Затем долго мы друг на друга смотрели.
Первое знакомство вспомнили, еще до войны, когда Кидалла взял меня и партнера с поличным на Киевском вокзале. Дело было дурацкое, но корячился за него товарищ Растрелли. Одна нэпманша долго умоляла меня ликвидировать за огромную сумму ее мужа. Я хоть и порол эту нэпманшу, но просьба, Коля, мне не понравилась. Однако я с понтом согласился исключительно из обиды, что произвел за несколько половых актов впечатление наемного убийцы, и для того, чтобы наказать обоих. Ее, гадину, за кокетство с мужем, а его, оленя, чтобы смотрел в оба, когда женится на гнусных предательницах. Я этой Кисе усатой предложил план, и она его одобрила. Сначала мы с партнером нэпмана шпокаем. Потом расчленяем и отправляем посылку с различными частями трупа пострадавшего его кроваво-злобным конкурентам.
– Они Гуленьку хотели съесть – так, пожалуйста! Я угощаю! – сказала будущая вдова и для алиби показала на «Лебединое озеро». Гонорар она обещала выдать, когда убедится в ликвидации своего Гуленьки.
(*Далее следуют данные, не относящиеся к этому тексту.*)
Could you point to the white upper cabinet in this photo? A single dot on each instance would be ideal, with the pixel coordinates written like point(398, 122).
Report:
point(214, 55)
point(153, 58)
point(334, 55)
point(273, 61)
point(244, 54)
Хорошо. Захожу я во время танца умирающего лебедя в ложу и втихаря показываю вдове мертвую волосатую руку. Партнер ее купил за бутылку в морге. При сволочном нэпе, Коля, все продавалось и все покупалось. Получил я в антракте мешочек с рыжьем, пять камешков, и слинял. Камешки были крупные, как на маршальской звезде. Итак, я слинял. Стали мы с партнером думать, куда мертвую холодную руку девать? Партнер предложил бросить ее у Мавзолея с запиской, что комсомольцы специально отрубили левую руку у правого уклониста. Отвергаю предложение. «Зачем, – говорю, – добру пропадать? Давай отнесем ее на ужин льву или тигру».